Background
BlephEx, LLC holds a patent on a method and device for treating blepharitis, an inflammatory eyelid condition, by mechanically cleaning the eyelid margin. Myco Industries developed a competing device and began selling it. BlephEx accused Myco’s product of infringing its patent and made statements to eye care practitioners and potential customers suggesting that Myco’s device infringed BlephEx’s patent rights.
Myco filed suit in the Eastern District of Michigan, claiming that BlephEx’s infringement allegations were false and misleading and that they tortiously interfered with Myco’s business relationships. Myco sought a preliminary injunction to prevent BlephEx from continuing to make these infringement accusations. The district court granted the preliminary injunction, ordering BlephEx not to allege patent infringement against Myco or to threaten Myco’s customers with patent infringement claims.
BlephEx appealed, arguing that the injunction violated well-established law protecting a patent holder’s right to assert its patent rights in good faith.
The Court’s Holding
The Federal Circuit reversed the preliminary injunction. Writing for a unanimous panel, Judge O’Malley reaffirmed the longstanding principle that patent holders have a constitutionally grounded right to communicate their patent rights to potential infringers and the marketplace — a right rooted in the Noerr-Pennington doctrine and the First Amendment. A court cannot enjoin a patent holder from asserting its patent rights absent a specific finding of bad faith.
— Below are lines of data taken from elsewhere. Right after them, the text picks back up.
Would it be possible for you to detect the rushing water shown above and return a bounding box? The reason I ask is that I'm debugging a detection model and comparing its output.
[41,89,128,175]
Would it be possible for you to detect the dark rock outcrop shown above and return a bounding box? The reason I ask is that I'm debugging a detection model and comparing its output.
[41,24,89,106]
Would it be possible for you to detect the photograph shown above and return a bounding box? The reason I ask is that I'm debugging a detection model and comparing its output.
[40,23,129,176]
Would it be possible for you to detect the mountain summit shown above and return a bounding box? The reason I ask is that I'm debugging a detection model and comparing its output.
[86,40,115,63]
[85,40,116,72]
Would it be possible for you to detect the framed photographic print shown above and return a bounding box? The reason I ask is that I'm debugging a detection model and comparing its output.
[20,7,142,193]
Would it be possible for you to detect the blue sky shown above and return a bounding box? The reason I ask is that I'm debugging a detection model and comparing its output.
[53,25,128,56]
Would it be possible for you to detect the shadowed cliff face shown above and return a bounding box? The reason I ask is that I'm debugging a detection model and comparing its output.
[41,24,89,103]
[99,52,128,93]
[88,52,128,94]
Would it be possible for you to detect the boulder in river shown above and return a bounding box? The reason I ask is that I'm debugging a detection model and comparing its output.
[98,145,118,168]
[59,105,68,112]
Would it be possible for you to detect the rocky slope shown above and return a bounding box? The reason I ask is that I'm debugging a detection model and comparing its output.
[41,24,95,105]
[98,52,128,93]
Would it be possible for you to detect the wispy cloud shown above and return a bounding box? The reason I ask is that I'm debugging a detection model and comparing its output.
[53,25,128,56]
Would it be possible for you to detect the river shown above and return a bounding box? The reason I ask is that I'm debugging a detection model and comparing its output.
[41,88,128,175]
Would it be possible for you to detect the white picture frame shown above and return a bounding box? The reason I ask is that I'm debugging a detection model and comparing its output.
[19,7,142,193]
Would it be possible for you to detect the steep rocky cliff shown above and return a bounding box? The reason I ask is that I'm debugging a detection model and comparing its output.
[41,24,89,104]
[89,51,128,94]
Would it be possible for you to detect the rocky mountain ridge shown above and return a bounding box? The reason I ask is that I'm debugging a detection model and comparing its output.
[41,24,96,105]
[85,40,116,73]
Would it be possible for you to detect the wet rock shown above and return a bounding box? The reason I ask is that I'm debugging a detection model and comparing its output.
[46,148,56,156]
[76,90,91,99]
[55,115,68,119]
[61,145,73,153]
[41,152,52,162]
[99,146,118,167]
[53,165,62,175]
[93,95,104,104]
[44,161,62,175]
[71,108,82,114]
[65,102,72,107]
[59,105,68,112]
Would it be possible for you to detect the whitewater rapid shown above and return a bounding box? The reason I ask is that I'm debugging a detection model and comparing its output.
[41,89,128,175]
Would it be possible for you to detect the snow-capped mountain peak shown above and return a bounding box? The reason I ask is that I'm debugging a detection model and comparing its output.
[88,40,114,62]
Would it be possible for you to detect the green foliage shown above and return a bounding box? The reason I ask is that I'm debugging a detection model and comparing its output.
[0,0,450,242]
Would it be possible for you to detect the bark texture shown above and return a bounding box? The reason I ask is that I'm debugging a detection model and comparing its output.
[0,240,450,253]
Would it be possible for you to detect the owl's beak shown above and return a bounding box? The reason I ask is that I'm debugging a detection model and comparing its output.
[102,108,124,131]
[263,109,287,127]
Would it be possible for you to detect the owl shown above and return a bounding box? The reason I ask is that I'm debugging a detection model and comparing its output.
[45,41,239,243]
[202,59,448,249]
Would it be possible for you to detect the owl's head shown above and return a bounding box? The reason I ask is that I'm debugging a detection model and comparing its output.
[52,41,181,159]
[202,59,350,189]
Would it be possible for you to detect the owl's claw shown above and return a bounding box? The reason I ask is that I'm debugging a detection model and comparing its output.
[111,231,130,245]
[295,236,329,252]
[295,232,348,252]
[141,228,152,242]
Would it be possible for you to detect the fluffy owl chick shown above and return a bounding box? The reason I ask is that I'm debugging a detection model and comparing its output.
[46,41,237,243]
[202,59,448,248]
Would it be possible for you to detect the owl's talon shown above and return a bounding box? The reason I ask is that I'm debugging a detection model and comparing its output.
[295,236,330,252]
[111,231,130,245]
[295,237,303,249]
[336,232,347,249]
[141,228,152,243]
Bad faith requires two elements: (1) the asserted patent claims must be objectively baseless — meaning no reasonable litigant could realistically expect success on the merits — and (2) the patent holder must have acted with subjective bad intent, knowing the claims were baseless. The district court had enjoined BlephEx without making either finding. That was legal error requiring reversal.
The court emphasized that allowing injunctions against good-faith patent enforcement would deter legitimate assertion of patent rights and chill the communication of intellectual property claims in the marketplace. The high bar for injunctive relief against patent allegations exists precisely to prevent courts from becoming arbiters of whether to permit a patent owner to exercise its statutory rights.
Key Takeaways
- A court cannot preliminarily enjoin a patent holder from communicating or asserting its patent rights without a predicate finding of bad faith.
- Bad faith in patent assertions requires both objective baselessness (no reasonable litigant would expect to win) and subjective bad intent (the patent holder knew the claims were meritless).
- The Noerr-Pennington doctrine and First Amendment principles protect a patent owner’s right to notify the marketplace and potential infringers of its patent rights.
- Competitors who receive cease-and-desist letters or infringement notices cannot use preliminary injunctions to silence patent holders without satisfying the bad faith standard.
Why It Matters
This decision reinforces the fundamental right of patent holders to assert and communicate their patents without fear of being immediately silenced by a court order. In competitive markets where companies aggressively use patents as business tools, the threat of a preliminary injunction against patent enforcement could functionally strip a patent of its value before any court has evaluated its merits. The Federal Circuit’s insistence on the bad faith threshold protects legitimate patent owners while still leaving open remedies against truly abusive or sham patent assertions.
For businesses that receive patent infringement notices from competitors, Myco Industries is a reminder that seeking an injunction against those accusations is an uphill battle. The proper forum is typically a declaratory judgment action challenging the patent’s validity or alleging non-infringement — not an order that the patent holder simply stop talking about its rights.